Donovan compared this to the cost of putting in geothermal and found that it would cost $8,000 to $10,000 more to install a geothermal system. However, with geothermal, it would only cost $1,300 to $1,400 a year to heat and cool their home. It was going to save them at least $2,000 a year on their energy bill. Once they saw those numbers, they were sold.

Geothermal systems are considered very environmentally friendly because they heat buildings without burning any fossil fuels. They are far more efficient than standard air conditioners, using only a fraction of the electricity on even the hottest summer days. According to statistics from the Geothermal Heat Pump Consortium in Washington, D.C., every 100,000 residential geothermal installations reduce U.S. reliance on foreign oil by 2.15 million barrels. This translates into 2.18 million tons less carbon dioxide being released into the atmosphere. They also reduce electricity consumption by 799 million kilowatt hours annually. Current U.S. installations have the same positive environmental benefit as taking 1.295 million cars off the road.

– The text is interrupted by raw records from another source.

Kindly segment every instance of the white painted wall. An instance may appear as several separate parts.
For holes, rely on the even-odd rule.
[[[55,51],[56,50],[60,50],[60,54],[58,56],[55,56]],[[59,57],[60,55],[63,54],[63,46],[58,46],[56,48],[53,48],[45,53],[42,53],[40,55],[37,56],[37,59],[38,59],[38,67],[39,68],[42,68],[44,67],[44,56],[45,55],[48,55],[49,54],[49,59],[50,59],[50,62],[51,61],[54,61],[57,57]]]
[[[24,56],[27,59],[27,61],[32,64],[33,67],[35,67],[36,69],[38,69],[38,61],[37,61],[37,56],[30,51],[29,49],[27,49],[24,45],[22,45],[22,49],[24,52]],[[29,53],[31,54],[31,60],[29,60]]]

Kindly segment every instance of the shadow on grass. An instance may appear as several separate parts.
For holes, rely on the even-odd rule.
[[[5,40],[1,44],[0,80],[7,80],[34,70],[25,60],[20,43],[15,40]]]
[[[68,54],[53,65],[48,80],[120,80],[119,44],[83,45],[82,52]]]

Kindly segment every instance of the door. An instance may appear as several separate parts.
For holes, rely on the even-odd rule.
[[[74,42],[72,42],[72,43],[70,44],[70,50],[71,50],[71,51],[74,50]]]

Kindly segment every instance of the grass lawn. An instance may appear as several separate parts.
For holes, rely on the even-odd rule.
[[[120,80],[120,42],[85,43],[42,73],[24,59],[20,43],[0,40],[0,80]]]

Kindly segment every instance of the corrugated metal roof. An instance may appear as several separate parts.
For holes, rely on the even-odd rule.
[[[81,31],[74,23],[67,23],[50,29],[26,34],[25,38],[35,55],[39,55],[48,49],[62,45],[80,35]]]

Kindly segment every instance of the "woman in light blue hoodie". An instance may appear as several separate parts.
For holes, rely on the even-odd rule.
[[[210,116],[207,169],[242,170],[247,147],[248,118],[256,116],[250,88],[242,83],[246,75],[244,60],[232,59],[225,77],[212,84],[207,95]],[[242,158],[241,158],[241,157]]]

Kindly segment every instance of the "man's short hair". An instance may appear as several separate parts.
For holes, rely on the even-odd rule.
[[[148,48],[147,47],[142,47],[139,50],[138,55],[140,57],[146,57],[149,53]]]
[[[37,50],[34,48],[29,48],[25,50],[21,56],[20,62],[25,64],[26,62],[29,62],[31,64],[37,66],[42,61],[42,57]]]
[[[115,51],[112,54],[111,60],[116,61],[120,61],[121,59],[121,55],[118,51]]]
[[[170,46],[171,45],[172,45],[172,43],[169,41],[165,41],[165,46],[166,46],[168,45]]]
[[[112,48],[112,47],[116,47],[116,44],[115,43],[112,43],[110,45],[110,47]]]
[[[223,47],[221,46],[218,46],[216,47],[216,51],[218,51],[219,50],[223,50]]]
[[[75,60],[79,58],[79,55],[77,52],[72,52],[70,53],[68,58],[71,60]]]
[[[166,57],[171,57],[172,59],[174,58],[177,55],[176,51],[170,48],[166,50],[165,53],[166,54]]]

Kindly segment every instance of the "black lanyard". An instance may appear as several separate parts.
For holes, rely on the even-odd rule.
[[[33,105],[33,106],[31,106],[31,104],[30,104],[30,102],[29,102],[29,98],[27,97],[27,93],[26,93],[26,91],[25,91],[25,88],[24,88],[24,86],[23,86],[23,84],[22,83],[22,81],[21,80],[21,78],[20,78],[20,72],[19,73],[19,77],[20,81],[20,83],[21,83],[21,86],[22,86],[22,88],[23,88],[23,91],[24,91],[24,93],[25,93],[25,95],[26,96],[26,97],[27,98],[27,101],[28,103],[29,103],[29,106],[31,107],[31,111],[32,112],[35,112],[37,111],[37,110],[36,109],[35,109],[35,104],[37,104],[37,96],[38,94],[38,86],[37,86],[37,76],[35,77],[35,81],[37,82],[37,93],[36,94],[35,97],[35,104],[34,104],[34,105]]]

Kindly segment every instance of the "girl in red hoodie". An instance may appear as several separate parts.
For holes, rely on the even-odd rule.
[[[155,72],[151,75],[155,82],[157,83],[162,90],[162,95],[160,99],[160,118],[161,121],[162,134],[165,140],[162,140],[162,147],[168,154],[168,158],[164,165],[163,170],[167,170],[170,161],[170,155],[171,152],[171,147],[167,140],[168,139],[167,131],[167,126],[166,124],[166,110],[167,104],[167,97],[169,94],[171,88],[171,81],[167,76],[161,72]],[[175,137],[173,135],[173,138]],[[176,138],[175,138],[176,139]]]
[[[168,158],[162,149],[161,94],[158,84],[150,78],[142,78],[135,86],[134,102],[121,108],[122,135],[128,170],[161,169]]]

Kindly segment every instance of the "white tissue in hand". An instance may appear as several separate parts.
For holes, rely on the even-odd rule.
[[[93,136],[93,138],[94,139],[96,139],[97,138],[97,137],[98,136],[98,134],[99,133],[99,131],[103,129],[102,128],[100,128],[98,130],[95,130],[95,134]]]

While homeowners like to be environmentally friendly, few are willing to install a geothermal system for that reason alone, says Mike Parlato, president of Earth Energy Solutions, an Ontario company that specializes in geothermal installations. “People are economically minded first and environmentally minded second. They want to know the total cost of the system and what their payback period will be. We need to prove to them that when we drill, they will strike it rich.”